Global variables and function names in Iota are translated to assembler names using the name mangling scheme described in the Programming Assignment 3 handout.
Certain assembly instructions are generated at the beginning and end of every
function; these instructions are known as the prologue and epilogue,
respectively. The prologue and epilogue are not explicitly represented in the IR
for the function body. In the prologue, the current frame pointer (the ebp
register) is pushed onto the stack, and the stack pointer is adjusted to make
room for the local variables and temporaries used by the function. In the
epilogue, the return value is placed in the eax
register, the stack
pointer is restored to point to the control link, the previous frame pointer is
popped off the stack, and the function returns with a ret
instruction.
Although this should not be an issue for this programming assignment, the various
general-purpose registers on the Pentium architecture are by convention considered to be
caller-save or callee-save as follows: eax
, ecx
, and edx
are caller-save, and
ebx
, esi
, edi
, ebp
, esp
are
callee-save. This means that a function can freely modify the registers eax
,
ecx
, and edx
, but must
assume that their contents have been destroyed if it in turns calls a function.

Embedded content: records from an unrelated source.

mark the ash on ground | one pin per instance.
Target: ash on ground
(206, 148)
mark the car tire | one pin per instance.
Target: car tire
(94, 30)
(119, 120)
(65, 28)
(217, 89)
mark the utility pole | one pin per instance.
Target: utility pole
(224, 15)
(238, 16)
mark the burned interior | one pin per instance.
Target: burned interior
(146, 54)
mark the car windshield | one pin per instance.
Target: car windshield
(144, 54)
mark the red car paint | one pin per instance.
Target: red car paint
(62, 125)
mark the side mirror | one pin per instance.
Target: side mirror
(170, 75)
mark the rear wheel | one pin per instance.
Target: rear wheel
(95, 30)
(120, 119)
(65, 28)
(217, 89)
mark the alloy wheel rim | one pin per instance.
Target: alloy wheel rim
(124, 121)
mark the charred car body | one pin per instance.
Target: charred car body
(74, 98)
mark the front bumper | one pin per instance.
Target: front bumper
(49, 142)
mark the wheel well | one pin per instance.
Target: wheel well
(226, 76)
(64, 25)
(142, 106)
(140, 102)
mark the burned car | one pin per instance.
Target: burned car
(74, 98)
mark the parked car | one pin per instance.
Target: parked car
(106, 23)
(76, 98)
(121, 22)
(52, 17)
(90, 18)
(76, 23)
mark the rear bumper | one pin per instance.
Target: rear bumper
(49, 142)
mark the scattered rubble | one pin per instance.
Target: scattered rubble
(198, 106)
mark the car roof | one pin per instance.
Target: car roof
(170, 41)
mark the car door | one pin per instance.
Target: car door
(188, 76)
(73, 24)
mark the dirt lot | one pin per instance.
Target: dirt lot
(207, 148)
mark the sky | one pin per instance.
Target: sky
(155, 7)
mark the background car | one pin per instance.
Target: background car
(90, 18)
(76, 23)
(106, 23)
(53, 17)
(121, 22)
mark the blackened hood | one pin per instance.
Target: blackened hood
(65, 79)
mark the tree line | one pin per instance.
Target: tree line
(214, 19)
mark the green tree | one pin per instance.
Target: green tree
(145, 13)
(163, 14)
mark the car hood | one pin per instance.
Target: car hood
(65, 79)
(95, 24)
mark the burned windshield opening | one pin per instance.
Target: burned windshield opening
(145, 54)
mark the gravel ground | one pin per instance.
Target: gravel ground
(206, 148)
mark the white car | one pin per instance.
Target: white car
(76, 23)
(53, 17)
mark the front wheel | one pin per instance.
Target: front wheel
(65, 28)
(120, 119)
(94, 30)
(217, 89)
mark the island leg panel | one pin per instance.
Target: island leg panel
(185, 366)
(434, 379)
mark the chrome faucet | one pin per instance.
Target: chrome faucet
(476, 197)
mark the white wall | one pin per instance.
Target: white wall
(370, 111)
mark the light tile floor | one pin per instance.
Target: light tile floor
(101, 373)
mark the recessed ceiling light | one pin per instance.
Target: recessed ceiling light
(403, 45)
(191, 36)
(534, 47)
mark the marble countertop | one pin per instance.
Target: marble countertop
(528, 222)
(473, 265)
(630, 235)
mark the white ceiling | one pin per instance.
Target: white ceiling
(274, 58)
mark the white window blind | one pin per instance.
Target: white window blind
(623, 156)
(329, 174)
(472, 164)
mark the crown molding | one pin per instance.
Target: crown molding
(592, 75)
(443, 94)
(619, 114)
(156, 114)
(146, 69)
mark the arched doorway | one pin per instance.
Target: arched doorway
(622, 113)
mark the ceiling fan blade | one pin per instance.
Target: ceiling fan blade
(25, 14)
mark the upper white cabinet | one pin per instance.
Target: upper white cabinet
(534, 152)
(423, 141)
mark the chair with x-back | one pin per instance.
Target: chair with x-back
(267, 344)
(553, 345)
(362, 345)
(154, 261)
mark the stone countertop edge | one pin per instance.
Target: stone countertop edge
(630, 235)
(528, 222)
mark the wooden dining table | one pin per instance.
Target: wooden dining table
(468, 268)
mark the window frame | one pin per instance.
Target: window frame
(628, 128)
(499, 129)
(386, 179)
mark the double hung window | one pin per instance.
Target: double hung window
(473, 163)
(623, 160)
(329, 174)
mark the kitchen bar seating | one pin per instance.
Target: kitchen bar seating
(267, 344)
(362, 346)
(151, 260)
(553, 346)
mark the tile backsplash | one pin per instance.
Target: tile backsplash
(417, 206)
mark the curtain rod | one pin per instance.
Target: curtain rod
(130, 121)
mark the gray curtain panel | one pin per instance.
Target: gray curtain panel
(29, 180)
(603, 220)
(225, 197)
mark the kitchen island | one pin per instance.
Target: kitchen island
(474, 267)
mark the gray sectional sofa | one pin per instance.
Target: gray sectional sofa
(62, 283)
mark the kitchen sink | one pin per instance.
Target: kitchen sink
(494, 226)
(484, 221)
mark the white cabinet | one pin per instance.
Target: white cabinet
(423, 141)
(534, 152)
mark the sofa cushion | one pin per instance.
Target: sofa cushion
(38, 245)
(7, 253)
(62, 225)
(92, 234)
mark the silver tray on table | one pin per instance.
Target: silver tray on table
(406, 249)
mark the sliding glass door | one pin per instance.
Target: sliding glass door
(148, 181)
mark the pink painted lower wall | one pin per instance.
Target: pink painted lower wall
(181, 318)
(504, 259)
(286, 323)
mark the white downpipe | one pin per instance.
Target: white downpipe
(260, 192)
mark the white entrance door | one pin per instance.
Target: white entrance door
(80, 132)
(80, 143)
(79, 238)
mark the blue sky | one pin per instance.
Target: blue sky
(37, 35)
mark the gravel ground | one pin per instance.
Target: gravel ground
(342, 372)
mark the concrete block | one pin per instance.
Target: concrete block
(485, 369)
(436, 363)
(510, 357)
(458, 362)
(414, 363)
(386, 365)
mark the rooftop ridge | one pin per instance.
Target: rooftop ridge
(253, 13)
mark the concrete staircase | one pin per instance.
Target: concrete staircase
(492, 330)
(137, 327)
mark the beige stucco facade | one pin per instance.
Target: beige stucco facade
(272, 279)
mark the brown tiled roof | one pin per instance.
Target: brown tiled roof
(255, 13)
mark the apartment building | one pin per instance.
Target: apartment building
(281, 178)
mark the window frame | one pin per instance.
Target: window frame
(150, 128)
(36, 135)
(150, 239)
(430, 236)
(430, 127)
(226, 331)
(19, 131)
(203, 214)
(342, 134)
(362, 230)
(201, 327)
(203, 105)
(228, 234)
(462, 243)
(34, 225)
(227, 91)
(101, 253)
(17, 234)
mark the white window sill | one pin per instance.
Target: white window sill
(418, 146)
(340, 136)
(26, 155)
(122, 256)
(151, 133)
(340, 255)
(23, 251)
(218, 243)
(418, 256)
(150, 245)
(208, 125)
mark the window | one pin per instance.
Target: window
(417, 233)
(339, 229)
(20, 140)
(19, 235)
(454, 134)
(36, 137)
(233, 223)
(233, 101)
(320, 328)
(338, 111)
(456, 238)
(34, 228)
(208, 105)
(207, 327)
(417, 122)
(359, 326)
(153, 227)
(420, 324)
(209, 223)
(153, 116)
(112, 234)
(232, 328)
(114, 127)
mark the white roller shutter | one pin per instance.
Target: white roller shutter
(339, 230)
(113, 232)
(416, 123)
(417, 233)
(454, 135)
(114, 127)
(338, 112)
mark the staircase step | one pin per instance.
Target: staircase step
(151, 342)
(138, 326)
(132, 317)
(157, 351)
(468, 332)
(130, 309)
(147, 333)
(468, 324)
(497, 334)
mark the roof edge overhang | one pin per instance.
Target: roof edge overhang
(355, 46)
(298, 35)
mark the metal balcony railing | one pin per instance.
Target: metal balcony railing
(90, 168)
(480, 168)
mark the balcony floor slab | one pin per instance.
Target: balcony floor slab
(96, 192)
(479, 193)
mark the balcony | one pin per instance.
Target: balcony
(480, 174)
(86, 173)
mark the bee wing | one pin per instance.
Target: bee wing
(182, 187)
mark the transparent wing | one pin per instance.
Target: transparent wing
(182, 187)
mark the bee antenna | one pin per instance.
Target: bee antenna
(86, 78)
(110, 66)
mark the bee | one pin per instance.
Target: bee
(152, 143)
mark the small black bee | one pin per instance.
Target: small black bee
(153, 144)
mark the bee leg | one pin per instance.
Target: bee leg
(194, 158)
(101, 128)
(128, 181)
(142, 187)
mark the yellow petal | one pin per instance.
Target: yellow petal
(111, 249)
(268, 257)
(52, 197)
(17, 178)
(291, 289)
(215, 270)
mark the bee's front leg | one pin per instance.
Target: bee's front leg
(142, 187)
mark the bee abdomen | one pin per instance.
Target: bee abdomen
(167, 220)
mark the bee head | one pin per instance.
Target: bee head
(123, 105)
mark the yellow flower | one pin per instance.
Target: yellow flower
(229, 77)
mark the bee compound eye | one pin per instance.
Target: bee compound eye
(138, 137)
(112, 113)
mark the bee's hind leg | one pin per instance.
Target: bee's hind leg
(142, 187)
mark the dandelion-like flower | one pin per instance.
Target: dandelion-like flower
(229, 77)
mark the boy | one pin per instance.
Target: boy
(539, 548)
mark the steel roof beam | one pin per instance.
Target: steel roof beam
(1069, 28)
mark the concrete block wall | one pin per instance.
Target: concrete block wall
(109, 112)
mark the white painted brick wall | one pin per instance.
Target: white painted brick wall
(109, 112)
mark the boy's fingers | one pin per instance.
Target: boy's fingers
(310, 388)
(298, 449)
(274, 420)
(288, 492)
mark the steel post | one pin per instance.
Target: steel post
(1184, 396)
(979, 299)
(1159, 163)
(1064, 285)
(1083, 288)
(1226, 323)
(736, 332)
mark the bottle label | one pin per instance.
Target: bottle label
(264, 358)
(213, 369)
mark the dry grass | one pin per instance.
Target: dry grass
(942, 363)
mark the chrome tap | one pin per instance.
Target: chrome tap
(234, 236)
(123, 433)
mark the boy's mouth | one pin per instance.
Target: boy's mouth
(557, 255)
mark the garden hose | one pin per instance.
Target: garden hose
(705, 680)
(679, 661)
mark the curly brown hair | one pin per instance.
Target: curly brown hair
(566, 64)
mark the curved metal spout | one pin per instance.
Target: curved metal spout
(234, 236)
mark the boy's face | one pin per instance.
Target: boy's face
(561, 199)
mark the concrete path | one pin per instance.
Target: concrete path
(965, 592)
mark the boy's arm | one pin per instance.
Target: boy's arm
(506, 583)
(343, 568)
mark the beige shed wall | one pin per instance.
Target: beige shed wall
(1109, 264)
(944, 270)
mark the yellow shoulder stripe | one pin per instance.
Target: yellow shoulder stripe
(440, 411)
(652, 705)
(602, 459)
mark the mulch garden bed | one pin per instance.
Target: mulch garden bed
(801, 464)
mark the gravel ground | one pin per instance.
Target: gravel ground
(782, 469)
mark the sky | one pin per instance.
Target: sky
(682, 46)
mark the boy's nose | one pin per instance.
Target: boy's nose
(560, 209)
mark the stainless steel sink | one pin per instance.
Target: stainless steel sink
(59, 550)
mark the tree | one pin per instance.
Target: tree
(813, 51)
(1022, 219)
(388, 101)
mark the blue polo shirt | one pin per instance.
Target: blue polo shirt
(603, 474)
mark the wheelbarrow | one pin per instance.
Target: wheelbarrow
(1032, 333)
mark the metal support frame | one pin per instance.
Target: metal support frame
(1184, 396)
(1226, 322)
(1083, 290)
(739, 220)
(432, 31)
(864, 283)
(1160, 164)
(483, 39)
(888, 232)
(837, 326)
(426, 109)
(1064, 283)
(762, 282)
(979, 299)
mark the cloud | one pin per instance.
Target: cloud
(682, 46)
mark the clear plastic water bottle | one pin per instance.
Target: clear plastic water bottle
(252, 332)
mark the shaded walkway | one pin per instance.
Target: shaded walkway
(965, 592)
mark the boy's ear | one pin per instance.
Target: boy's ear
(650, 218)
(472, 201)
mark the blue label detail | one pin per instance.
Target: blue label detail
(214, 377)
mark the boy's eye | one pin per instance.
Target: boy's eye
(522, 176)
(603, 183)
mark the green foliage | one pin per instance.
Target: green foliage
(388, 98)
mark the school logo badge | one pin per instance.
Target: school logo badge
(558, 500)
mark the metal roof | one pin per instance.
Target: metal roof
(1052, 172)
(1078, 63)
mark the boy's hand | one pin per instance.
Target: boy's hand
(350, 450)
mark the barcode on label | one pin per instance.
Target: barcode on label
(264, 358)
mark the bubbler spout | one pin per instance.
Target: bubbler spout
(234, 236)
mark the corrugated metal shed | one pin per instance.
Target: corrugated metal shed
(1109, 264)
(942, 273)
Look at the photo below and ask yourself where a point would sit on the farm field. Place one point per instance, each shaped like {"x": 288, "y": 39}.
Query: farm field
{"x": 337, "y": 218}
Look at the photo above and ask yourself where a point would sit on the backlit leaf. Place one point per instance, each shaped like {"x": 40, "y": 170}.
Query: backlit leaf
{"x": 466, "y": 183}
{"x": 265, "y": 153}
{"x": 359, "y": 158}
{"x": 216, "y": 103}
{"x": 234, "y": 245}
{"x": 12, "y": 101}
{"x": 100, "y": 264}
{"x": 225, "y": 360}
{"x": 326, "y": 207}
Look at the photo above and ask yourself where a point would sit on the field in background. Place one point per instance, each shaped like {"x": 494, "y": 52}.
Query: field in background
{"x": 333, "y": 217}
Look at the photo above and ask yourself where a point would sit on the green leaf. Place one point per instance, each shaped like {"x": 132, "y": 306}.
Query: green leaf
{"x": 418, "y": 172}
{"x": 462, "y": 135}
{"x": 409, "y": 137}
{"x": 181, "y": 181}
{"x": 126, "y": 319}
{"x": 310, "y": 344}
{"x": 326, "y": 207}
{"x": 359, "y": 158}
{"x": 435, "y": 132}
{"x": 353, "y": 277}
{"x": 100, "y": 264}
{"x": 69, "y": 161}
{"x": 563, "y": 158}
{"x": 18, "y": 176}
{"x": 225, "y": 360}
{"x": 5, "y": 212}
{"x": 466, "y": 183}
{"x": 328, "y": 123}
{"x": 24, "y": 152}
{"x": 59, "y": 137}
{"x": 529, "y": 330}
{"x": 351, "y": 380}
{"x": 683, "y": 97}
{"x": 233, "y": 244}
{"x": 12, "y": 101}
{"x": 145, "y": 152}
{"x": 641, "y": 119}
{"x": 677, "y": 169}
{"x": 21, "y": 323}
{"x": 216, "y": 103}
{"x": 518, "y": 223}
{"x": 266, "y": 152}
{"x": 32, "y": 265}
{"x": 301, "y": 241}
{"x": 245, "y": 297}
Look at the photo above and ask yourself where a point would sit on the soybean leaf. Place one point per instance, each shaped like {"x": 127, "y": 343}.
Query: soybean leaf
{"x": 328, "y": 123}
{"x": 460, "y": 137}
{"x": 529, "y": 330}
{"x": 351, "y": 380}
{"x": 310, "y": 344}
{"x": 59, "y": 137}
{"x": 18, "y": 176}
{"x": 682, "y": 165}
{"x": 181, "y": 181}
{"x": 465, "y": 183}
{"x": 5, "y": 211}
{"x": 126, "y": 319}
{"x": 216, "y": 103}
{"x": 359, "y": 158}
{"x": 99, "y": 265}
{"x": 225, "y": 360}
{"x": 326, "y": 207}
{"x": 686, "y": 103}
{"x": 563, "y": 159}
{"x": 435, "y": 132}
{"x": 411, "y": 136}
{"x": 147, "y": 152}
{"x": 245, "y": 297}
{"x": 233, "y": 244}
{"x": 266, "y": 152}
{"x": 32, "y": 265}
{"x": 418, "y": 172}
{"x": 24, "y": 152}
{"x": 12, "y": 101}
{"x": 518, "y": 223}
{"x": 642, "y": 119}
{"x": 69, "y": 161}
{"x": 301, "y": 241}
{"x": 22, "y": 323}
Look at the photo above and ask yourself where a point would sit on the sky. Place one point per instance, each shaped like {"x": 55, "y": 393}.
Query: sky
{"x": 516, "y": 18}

Conversely, it may call another function and know that the callee-save registers have not
been modified; however, if it modifies these registers itself, it must restore them to
their original values before returning. Saving callee-save registers is usually done by
adding appropriate push
instructions to the function prologue, and
corresponding pop
instructions to the function epilogue. Caller-save
registers can be saved and restored around every function call; before the arguments
are pushed onto the stack, any caller-save registers containing useful data are
stored on the stack. In the code you are generating, the caller-save registers
should not need to be saved at function calls because caller-save registers are
only used to shuttle data off of and onto the stack. As we'll see later in the
course, there is no need to save caller-save registers explicitly, because the
register allocation process will automatically cause caller-save registers to be
spilled to the stack.
Your electronic submission is expected at the same time as your written
submission: at the beginning of class on the due date. Electronic submissions
after 10AM will be considered a day late. To submit Programming Assignment
4, please drop your files in \\goose\courses\cs412-sp01\grpX\pa4
,
where grpX
is your group identifier. Please organize your
top-level directory structure as follows :
src\
- all of your source code and class files. For example,
we expect to find a class file for your main program in src\Iota\Compiler.class,
and a companion .java file in the same directory.doc\
- documentation, including your write-up and a README.TXT
containing information on how to compile and run your project, a description
of the class hierarchy in your src\
directory, brief
descriptions of the major classes, any known bugs, and any other information
that we might find useful when grading your assignment.test\
- any test cases you used in testing your project.Note: Failure to submit your assignment in the proper format may result in deductions from your grade.